Na wymioty dopalic cosik MJ. Jak poczuje ze cos wchodzi po grzybkach, zarzucic 2 kartoniki i spalic fajke szalwii a na koniec polknac 900mg DXM, Umrzec pewnie sie nie da po tym. Moze nawet jakiec CEVy delikatne wystapia
Co by sie stało gdybys zjadl duzo? Pewnie byś sie zgubił we własnej głowie W sesie: psyhozy czy tez liczne paranje + inne zmany w mózgu. Zeby zejsc naprawde tzreba przesadzic. Aha.. bad trip murowany. Generalnie nie polecam. Miałem okazje sie przekonac jak to jest po 19 dorodnych prawdziwkach. Najpierw zjadlem 8 i se wkrecilem ze nie robi to dojadlem. Powiem tak 3-4 godziny bylo fajnie, nastepne 5 to tylko czekalem az zejdzie - taki hard core.

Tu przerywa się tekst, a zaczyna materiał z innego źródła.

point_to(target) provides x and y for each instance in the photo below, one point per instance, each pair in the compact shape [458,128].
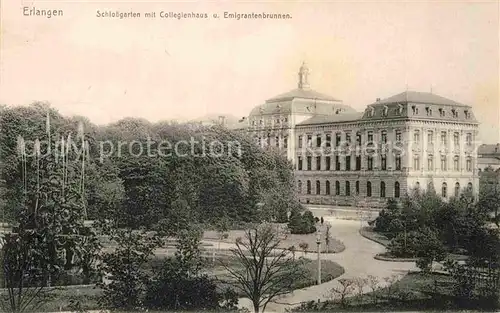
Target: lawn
[414,292]
[335,246]
[88,295]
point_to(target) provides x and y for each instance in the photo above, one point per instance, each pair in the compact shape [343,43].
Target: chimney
[222,120]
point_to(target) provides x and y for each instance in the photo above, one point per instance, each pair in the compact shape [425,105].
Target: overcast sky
[107,68]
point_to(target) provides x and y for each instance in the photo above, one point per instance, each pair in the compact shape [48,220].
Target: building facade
[348,158]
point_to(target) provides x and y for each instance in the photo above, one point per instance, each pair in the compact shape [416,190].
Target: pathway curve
[357,260]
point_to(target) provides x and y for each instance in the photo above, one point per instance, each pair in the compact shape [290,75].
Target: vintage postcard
[249,156]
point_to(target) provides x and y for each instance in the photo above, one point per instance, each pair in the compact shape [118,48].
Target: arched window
[469,187]
[457,189]
[382,189]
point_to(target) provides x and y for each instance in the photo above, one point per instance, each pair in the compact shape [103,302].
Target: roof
[337,118]
[488,160]
[302,93]
[419,97]
[489,149]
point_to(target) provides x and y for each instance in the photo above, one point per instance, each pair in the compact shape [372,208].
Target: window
[370,162]
[443,138]
[468,164]
[370,137]
[416,163]
[468,139]
[328,140]
[443,163]
[347,188]
[337,139]
[416,137]
[398,135]
[398,162]
[456,140]
[455,163]
[383,136]
[309,140]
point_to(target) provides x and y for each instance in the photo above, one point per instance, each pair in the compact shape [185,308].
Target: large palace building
[344,157]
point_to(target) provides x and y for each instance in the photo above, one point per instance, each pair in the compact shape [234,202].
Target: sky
[160,68]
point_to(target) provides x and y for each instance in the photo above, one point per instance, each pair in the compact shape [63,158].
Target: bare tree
[343,291]
[328,236]
[304,246]
[268,271]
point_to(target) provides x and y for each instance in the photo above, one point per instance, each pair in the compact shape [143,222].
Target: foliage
[302,223]
[125,269]
[180,285]
[266,274]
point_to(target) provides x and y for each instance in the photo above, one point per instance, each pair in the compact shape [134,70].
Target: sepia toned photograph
[249,156]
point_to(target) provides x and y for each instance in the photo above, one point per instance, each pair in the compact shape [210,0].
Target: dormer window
[428,111]
[385,111]
[400,109]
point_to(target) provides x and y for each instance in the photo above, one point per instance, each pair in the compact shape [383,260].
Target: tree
[268,271]
[328,237]
[304,246]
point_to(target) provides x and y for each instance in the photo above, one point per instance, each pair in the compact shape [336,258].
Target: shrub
[302,224]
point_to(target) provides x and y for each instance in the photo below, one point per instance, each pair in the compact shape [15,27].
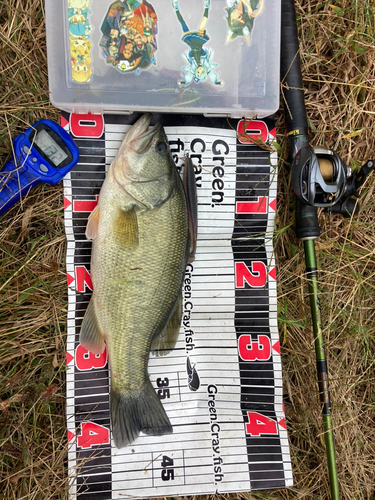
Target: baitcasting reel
[321,179]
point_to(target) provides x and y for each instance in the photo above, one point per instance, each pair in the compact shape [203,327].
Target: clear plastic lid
[218,57]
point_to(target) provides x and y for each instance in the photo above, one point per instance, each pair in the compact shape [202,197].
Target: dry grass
[338,52]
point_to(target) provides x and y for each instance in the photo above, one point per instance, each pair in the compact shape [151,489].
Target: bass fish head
[144,166]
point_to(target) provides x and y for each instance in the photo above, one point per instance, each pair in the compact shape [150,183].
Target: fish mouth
[144,140]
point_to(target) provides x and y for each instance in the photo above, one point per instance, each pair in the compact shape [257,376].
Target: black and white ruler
[222,385]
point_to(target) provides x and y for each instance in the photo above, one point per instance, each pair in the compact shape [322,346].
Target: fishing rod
[319,179]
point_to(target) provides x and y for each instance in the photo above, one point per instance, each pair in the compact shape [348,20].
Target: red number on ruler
[86,360]
[259,424]
[92,434]
[254,350]
[252,207]
[255,129]
[256,278]
[83,279]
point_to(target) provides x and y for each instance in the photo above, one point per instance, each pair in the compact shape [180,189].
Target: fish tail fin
[141,412]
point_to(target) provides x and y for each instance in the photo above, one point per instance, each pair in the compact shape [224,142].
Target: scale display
[222,385]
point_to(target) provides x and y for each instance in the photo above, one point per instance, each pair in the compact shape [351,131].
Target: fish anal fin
[135,412]
[126,228]
[91,336]
[165,342]
[93,224]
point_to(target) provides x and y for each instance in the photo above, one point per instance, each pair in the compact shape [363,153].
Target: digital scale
[43,153]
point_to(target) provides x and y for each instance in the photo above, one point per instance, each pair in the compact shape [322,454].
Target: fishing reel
[321,179]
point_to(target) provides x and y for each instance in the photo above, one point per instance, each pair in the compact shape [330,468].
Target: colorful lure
[80,44]
[240,19]
[129,35]
[199,59]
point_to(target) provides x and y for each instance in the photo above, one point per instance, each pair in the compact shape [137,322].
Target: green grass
[338,54]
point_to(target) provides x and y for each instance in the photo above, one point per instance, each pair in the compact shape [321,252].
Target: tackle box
[217,58]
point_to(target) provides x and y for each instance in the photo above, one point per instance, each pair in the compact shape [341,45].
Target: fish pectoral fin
[165,342]
[91,337]
[126,227]
[93,224]
[190,188]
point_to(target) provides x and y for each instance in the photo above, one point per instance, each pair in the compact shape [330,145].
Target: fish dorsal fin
[91,337]
[93,224]
[190,188]
[165,342]
[126,228]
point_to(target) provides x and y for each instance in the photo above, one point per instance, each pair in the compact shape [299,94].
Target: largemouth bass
[141,245]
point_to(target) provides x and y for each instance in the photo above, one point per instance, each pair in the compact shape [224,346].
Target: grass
[338,55]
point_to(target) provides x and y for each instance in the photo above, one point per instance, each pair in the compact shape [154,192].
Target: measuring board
[222,385]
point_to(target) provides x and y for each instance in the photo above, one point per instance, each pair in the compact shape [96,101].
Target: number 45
[167,472]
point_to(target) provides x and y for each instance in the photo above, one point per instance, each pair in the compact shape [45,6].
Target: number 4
[259,424]
[92,434]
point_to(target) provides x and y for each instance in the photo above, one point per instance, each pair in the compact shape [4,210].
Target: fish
[143,235]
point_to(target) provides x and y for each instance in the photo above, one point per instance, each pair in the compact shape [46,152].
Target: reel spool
[319,176]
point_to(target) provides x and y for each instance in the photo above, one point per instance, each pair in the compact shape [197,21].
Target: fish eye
[161,148]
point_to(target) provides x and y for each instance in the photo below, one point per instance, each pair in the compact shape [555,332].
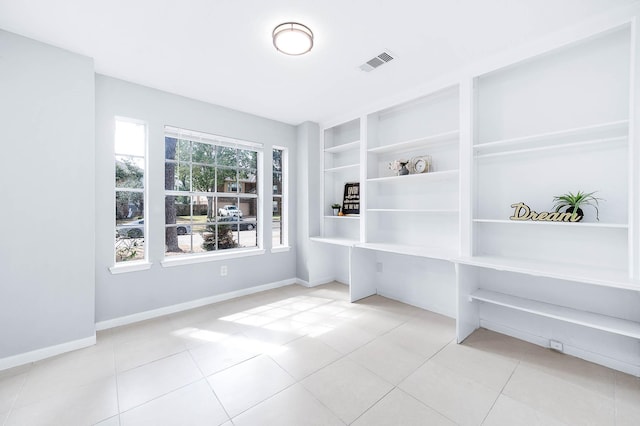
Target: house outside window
[279,234]
[130,194]
[212,202]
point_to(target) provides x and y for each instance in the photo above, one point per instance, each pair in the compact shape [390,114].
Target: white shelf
[430,252]
[543,223]
[574,316]
[576,273]
[434,176]
[416,143]
[611,132]
[335,241]
[343,147]
[346,217]
[436,211]
[342,168]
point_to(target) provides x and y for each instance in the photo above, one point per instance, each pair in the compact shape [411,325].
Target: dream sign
[524,212]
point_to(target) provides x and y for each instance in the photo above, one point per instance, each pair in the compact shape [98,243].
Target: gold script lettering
[524,212]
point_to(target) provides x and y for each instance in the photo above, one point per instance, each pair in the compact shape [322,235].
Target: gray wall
[134,292]
[46,252]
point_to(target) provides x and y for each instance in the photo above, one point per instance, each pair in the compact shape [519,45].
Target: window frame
[284,200]
[144,263]
[217,141]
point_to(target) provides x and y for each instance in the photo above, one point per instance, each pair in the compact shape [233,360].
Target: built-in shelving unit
[563,120]
[414,213]
[545,127]
[341,147]
[562,313]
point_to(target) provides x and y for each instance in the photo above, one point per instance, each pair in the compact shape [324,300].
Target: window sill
[191,259]
[280,249]
[122,268]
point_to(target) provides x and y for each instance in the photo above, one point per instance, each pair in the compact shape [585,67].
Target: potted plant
[572,203]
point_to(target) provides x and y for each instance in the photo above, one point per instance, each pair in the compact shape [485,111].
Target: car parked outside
[235,222]
[230,210]
[135,229]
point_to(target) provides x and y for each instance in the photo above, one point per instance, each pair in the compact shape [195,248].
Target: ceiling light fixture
[292,38]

Stawiam na psychoze po "dużej" ilości. Ewentualnie uszkodzenie połączeń nerwowych - co za tym idzie utrata lub uszkodzenie : Słuchu, wzroku, czucia, zdolności ruchowych. Ponadto głęboka paranoja i parę innych aspektów. Jeśli myślisz że jesteś Paul Atredis to sie mylisz. To nie ta bajka.
niestety - grzyby to nie kwasy i oprocz psylocybiny/ psylocyny/ baestycyny zawieraja tez sporo innych substancji - poszukaj na erowidzie informacji na temat ich toksycznosci. Bad trip prawdopodobnie wzialby sie nie ze wzgledu na dlugosc/sile przezyc lecz pomieszanie z zatruciem.
Setting typu drgawki i dusznosci raczej malo fajny..
Kolejny problem co do "nadużycia" to fakt że psylocybina to antyneurotransmiter - blokuje przepływ impulsów nerwowych. Nie powinien doprowadzić do śmierci.... Ale gdyby tak ktoś zapomniał żeby oddychać ?? Mnie się to zdarzyło i przez 2 min nie mogłem sczaić czemu mi tak dziwnie. Lepiej uważajcie z dużymi ilościami.